Breno Teixeira: “O êxodo tupiniquim”

A opinião de Breno Teixeira, cronista

Portugal! Terra de brandos costumes, fado, bacalhau e, mais recentemente, do eldorado para o imigrante brasileiro. Não é de hoje que o Atlântico se tornou um rio de águas turvas para uns e ponte dourada para outros, mas a onda migratória tupiniquim dos últimos anos, que merece um capítulo à parte, e talvez um bom vinho para digerir (um Alvarinho pra combinar com o ar de superioridade).

Dizem as más-línguas, e as boas também, com uma pitada de sal grosso e limão na beirada do copo, que vir para Portugal era coi- sa de quem tinha um avô português, um sonho distante ou uma fuga planeada da inflação galopante. Hoje a narrativa mudou. O brasileiro, astuto e sempre em busca de novas aventuras (ou de uma vida com menos tiros), descobriu que o “além-mar” não era tão distante assim e que a Europa, ora bolas, falava português!

E assim, a pátria-mãe gentil, que já exportou boleiros e modelos, passou a exportar o cidadão comum. O padeiro, o influenciador digital que faz dancinha no TikTok com a Torre de Belém de fundo, a esteticista que promete a brow lamination perfeita, o médico que se reinventa como entregador, o engenheiro que vira barista, o açougueiro que só quer saber de “bifes da vazia”, o professor de jiu-jitsu que tenta convencer os portugueses a lutar no chão, a designer de sobrancelhas que ensina a “técnica do fio a fio”… uma verdadeira caravana de talentos (e alguns nem tanto, tipo o coach quântico) desembarcando em Lisboa, Porto e até na mais recôndita aldeia alentejana, onde o único movimento é o vento batendo na roupa no varal, ou será estendal.

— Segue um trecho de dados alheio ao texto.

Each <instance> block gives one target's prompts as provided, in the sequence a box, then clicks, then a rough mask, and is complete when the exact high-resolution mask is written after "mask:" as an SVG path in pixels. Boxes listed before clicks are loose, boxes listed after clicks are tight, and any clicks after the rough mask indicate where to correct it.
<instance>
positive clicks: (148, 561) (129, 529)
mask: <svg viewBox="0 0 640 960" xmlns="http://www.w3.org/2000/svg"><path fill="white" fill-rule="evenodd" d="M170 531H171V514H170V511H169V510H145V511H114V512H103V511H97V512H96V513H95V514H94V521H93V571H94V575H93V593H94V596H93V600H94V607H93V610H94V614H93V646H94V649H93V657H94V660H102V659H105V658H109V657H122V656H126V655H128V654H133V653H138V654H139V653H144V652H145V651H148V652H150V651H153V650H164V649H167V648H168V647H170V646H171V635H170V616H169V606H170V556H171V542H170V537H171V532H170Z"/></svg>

A chegada é sempre um espetáculo à parte. Munido de uma mala com mais expectativas do que roupas e um sotaque que denuncia sua origem a quilómetros de distância, logo se depara com a realidade lusitana. A primeira surpresa: o pão sem o tal “miolo” que esperava. Parece um tijolo comestível. O segundo choque: o café. Uma bica minúscula que, para o paladar acostumado a baldes de café coado com açúcar até empelotar a língua, mais parece uma gota de café diluído em esperança. Mas nada que um “cafezinho” reforçado não resolva, afinal, a adaptabilidade é a marca do brasileiro, principalmente quando a opção é passar vontade.

O próximo passo é a caça ao apartamento, esse ser mitológico que, para o imigrante, se torna mais raro que unicórnio alado com chifre de ouro. Como a esperança é a última que morre, e lá vai ele, o bravo imigrante, morar em um T0 com mais três conterrâneos, todos sonhando com o dia em que terão um T1 só para si, com direito a varanda para estender cuecas.

E a língua, essa traiçoeira! Por mais que seja português, as nuances são um prato cheio para a comédia (ou o desespero de querer enfiar a cabeça no chão). “Propina” não é corrupção, é mensalidade (e ninguém quer pagar isso!). “Fixe” é legal. “Bicha” não é xingamento, e “pica” não faz parte do corpo (graças a Deus!). E que venha o “puto”, a “gaja” e o “giro” , que o brasileiro, com o seu gingado que contagiam até os mais sisudos, logo incorpora ao vocabulário, muitas vezes sem saber o real significado, gerando situações hilárias e, ocasionalmente, constrangedoras, tipo quando ele chama a vendedora de “minha flor” e ela olha torto.